1
votes

I am finding it difficult to load parquet files into hive tables. I am working on Amazon EMR cluster and spark for Data processing. But i need to read the output parquet files to validate my transformations. i have the parquet files with following schema:

root
 |-- ATTR_YEAR: long (nullable = true)
 |-- afil: struct (nullable = true)
 |    |-- clm: struct (nullable = true)
 |    |    |-- amb: struct (nullable = true)
 |    |    |    |-- L: string (nullable = true)
 |    |    |    |-- cdTransRsn: string (nullable = true)
 |    |    |    |-- dist: struct (nullable = true)
 |    |    |    |    |-- T: string (nullable = true)
 |    |    |    |    |-- content: double (nullable = true)
 |    |    |    |-- dscStrchPurp: string (nullable = true)
 |    |    |-- amt: struct (nullable = true)
 |    |    |    |-- L: string (nullable = true)
 |    |    |    |-- T: string (nullable = true)
 |    |    |    |-- content: double (nullable = true)
 |    |    |-- amtTotChrg: double (nullable = true)
 |    |    |-- cdAccState: string (nullable = true)
 |    |    |-- cdCause: string (nullable = true)
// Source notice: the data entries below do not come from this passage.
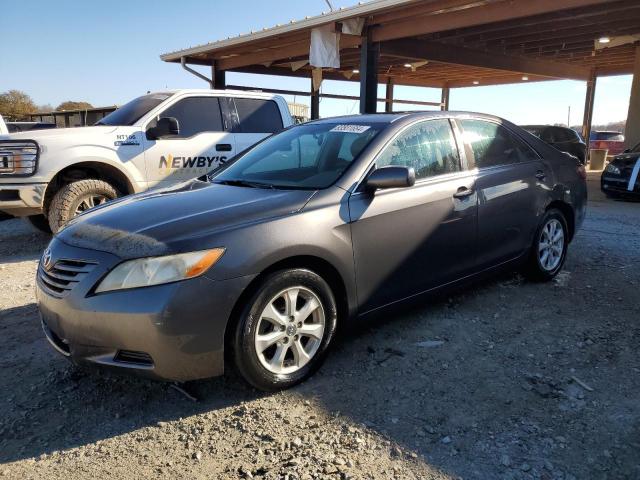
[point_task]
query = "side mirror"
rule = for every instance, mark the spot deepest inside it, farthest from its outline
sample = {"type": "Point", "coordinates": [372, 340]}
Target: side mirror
{"type": "Point", "coordinates": [391, 177]}
{"type": "Point", "coordinates": [165, 127]}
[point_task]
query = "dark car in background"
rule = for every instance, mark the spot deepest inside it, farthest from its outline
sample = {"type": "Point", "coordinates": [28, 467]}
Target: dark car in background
{"type": "Point", "coordinates": [563, 138]}
{"type": "Point", "coordinates": [607, 140]}
{"type": "Point", "coordinates": [620, 177]}
{"type": "Point", "coordinates": [318, 225]}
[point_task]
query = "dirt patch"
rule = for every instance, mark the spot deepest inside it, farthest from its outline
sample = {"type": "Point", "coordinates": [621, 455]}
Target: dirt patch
{"type": "Point", "coordinates": [506, 379]}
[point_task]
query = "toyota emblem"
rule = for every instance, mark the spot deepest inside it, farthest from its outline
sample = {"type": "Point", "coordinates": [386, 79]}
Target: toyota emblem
{"type": "Point", "coordinates": [46, 259]}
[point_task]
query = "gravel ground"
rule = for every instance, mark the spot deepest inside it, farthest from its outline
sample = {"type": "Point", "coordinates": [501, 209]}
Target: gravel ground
{"type": "Point", "coordinates": [506, 379]}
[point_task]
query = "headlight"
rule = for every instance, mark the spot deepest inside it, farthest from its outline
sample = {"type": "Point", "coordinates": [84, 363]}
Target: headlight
{"type": "Point", "coordinates": [611, 168]}
{"type": "Point", "coordinates": [144, 272]}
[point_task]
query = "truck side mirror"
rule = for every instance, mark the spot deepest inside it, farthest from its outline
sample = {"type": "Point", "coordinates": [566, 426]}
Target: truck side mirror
{"type": "Point", "coordinates": [165, 127]}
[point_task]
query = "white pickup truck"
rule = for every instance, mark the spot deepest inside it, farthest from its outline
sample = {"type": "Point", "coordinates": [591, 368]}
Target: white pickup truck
{"type": "Point", "coordinates": [159, 139]}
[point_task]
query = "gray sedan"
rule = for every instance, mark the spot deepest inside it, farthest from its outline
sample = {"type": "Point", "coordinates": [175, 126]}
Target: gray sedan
{"type": "Point", "coordinates": [312, 228]}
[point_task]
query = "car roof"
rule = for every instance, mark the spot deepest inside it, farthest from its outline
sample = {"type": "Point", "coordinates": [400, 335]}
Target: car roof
{"type": "Point", "coordinates": [388, 118]}
{"type": "Point", "coordinates": [209, 91]}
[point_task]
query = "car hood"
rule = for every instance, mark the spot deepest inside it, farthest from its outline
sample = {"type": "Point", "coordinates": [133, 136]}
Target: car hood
{"type": "Point", "coordinates": [168, 220]}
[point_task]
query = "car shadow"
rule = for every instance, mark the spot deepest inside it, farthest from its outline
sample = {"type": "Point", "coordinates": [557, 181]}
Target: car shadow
{"type": "Point", "coordinates": [20, 241]}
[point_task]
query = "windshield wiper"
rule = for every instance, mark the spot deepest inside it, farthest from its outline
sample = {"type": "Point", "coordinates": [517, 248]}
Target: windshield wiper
{"type": "Point", "coordinates": [244, 183]}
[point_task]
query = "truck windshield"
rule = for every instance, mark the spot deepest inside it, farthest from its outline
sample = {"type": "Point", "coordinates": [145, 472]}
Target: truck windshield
{"type": "Point", "coordinates": [309, 156]}
{"type": "Point", "coordinates": [131, 112]}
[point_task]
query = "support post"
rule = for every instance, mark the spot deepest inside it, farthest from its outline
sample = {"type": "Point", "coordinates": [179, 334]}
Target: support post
{"type": "Point", "coordinates": [632, 129]}
{"type": "Point", "coordinates": [315, 102]}
{"type": "Point", "coordinates": [588, 107]}
{"type": "Point", "coordinates": [183, 62]}
{"type": "Point", "coordinates": [369, 53]}
{"type": "Point", "coordinates": [444, 98]}
{"type": "Point", "coordinates": [218, 76]}
{"type": "Point", "coordinates": [388, 104]}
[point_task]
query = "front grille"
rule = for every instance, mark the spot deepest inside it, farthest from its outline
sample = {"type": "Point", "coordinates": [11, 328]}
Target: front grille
{"type": "Point", "coordinates": [60, 278]}
{"type": "Point", "coordinates": [137, 358]}
{"type": "Point", "coordinates": [18, 158]}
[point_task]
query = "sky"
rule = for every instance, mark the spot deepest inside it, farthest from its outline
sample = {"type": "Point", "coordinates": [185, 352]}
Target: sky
{"type": "Point", "coordinates": [107, 53]}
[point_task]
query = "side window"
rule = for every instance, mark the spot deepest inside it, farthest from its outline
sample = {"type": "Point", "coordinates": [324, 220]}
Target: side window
{"type": "Point", "coordinates": [492, 144]}
{"type": "Point", "coordinates": [258, 116]}
{"type": "Point", "coordinates": [196, 115]}
{"type": "Point", "coordinates": [429, 147]}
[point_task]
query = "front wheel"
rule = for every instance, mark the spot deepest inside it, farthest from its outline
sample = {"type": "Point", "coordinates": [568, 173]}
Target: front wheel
{"type": "Point", "coordinates": [549, 249]}
{"type": "Point", "coordinates": [77, 197]}
{"type": "Point", "coordinates": [285, 329]}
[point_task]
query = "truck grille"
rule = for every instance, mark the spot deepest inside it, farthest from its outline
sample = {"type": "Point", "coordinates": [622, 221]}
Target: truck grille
{"type": "Point", "coordinates": [18, 158]}
{"type": "Point", "coordinates": [60, 278]}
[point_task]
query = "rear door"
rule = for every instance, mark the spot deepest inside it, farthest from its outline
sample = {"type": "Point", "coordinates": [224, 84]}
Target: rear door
{"type": "Point", "coordinates": [253, 119]}
{"type": "Point", "coordinates": [510, 186]}
{"type": "Point", "coordinates": [204, 142]}
{"type": "Point", "coordinates": [409, 240]}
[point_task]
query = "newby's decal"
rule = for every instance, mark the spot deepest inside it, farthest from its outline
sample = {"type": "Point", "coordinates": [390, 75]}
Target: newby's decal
{"type": "Point", "coordinates": [171, 162]}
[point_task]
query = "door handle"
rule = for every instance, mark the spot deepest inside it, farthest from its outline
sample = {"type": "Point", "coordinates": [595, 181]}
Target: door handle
{"type": "Point", "coordinates": [463, 192]}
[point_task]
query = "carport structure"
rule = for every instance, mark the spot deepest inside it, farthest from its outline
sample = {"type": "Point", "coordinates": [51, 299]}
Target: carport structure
{"type": "Point", "coordinates": [444, 44]}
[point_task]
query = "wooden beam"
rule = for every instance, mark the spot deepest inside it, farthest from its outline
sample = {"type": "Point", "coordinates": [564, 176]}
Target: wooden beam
{"type": "Point", "coordinates": [588, 107]}
{"type": "Point", "coordinates": [315, 102]}
{"type": "Point", "coordinates": [481, 14]}
{"type": "Point", "coordinates": [388, 104]}
{"type": "Point", "coordinates": [270, 55]}
{"type": "Point", "coordinates": [440, 52]}
{"type": "Point", "coordinates": [369, 54]}
{"type": "Point", "coordinates": [444, 98]}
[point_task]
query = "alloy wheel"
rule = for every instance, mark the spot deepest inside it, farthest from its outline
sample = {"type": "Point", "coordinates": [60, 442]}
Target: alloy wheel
{"type": "Point", "coordinates": [551, 245]}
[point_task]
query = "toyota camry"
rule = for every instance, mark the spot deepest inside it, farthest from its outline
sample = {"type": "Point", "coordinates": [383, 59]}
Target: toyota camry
{"type": "Point", "coordinates": [314, 227]}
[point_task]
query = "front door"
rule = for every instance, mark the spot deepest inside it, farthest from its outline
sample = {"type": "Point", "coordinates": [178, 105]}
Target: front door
{"type": "Point", "coordinates": [511, 189]}
{"type": "Point", "coordinates": [202, 144]}
{"type": "Point", "coordinates": [409, 240]}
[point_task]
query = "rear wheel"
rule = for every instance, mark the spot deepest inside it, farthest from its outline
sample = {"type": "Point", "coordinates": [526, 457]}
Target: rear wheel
{"type": "Point", "coordinates": [77, 197]}
{"type": "Point", "coordinates": [39, 222]}
{"type": "Point", "coordinates": [549, 249]}
{"type": "Point", "coordinates": [285, 329]}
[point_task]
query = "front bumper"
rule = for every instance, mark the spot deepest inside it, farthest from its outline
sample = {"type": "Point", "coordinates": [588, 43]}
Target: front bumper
{"type": "Point", "coordinates": [170, 332]}
{"type": "Point", "coordinates": [22, 199]}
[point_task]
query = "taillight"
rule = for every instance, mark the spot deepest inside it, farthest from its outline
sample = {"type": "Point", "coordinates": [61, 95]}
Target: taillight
{"type": "Point", "coordinates": [582, 172]}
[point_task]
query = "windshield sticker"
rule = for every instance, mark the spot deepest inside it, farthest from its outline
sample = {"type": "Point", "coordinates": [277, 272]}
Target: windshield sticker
{"type": "Point", "coordinates": [350, 128]}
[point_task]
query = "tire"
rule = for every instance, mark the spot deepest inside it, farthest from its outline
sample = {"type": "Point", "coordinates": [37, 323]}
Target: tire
{"type": "Point", "coordinates": [39, 222]}
{"type": "Point", "coordinates": [540, 268]}
{"type": "Point", "coordinates": [67, 201]}
{"type": "Point", "coordinates": [283, 336]}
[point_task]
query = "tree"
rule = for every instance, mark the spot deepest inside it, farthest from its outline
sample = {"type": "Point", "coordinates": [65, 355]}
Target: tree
{"type": "Point", "coordinates": [16, 105]}
{"type": "Point", "coordinates": [71, 105]}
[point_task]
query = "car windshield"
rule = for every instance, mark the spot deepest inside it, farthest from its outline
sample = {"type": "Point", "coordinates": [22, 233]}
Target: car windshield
{"type": "Point", "coordinates": [309, 156]}
{"type": "Point", "coordinates": [131, 112]}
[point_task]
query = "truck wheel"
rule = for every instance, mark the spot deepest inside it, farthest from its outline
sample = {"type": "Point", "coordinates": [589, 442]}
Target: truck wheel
{"type": "Point", "coordinates": [39, 222]}
{"type": "Point", "coordinates": [77, 197]}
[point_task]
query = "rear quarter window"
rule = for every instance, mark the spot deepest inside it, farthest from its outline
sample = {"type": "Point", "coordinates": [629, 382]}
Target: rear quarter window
{"type": "Point", "coordinates": [258, 116]}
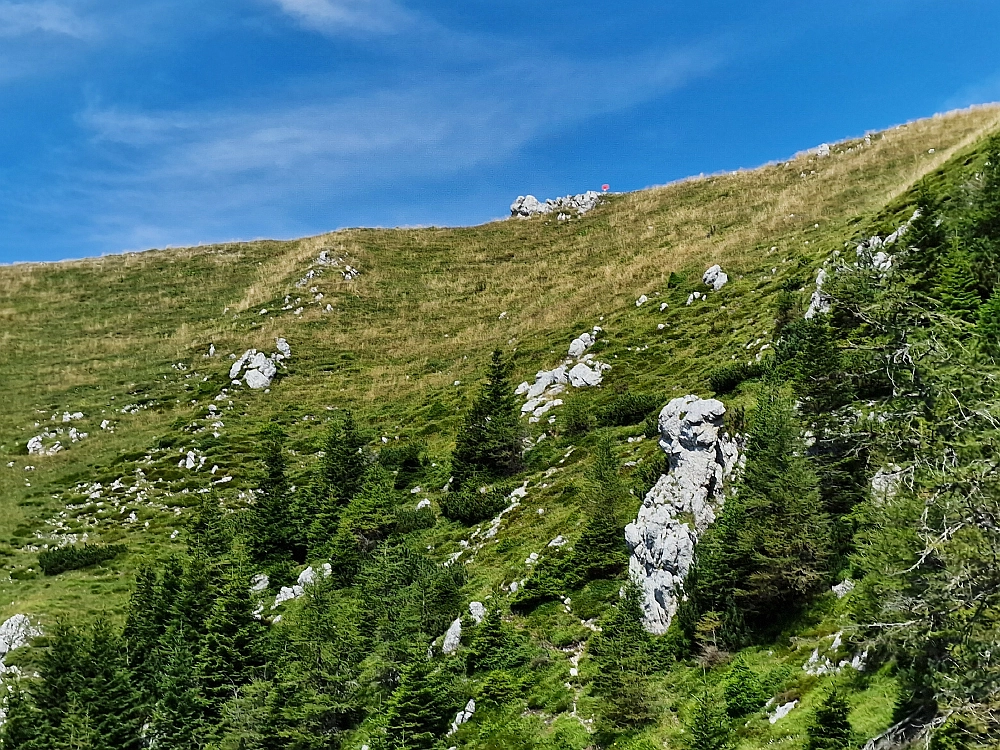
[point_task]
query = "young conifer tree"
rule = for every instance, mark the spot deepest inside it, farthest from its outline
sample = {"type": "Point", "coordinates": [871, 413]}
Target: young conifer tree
{"type": "Point", "coordinates": [830, 729]}
{"type": "Point", "coordinates": [272, 527]}
{"type": "Point", "coordinates": [621, 654]}
{"type": "Point", "coordinates": [601, 551]}
{"type": "Point", "coordinates": [489, 443]}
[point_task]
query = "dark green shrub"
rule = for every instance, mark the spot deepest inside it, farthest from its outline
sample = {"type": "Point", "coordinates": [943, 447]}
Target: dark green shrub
{"type": "Point", "coordinates": [830, 729]}
{"type": "Point", "coordinates": [408, 521]}
{"type": "Point", "coordinates": [59, 560]}
{"type": "Point", "coordinates": [628, 409]}
{"type": "Point", "coordinates": [470, 505]}
{"type": "Point", "coordinates": [406, 459]}
{"type": "Point", "coordinates": [743, 691]}
{"type": "Point", "coordinates": [725, 379]}
{"type": "Point", "coordinates": [578, 417]}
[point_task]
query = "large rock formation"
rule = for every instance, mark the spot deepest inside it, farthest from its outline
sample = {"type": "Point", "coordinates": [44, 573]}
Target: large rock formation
{"type": "Point", "coordinates": [528, 205]}
{"type": "Point", "coordinates": [681, 504]}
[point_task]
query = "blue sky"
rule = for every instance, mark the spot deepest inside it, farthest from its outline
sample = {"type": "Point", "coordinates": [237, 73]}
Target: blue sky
{"type": "Point", "coordinates": [131, 124]}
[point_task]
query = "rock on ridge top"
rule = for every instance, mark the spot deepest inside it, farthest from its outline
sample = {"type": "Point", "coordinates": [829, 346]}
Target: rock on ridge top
{"type": "Point", "coordinates": [528, 205]}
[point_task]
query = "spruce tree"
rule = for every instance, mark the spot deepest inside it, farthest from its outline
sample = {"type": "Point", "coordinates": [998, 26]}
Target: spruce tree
{"type": "Point", "coordinates": [420, 709]}
{"type": "Point", "coordinates": [743, 690]}
{"type": "Point", "coordinates": [489, 443]}
{"type": "Point", "coordinates": [830, 729]}
{"type": "Point", "coordinates": [61, 674]}
{"type": "Point", "coordinates": [926, 241]}
{"type": "Point", "coordinates": [345, 460]}
{"type": "Point", "coordinates": [981, 224]}
{"type": "Point", "coordinates": [988, 327]}
{"type": "Point", "coordinates": [209, 532]}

how can i create hive external table using this type of schema and load the parquet files into that hive table for analysis?

1

1 Answers

0
votes

You can use Catalog.createExternalTable (Spark before 2.2) or Catalog.createTable (Spark 2.2 and later).

Catalog instance can be accessed using SparkSession:

val spark: SparkSession
spark.catalog.createTable(...)

Session should be initialized with Hive support enabled.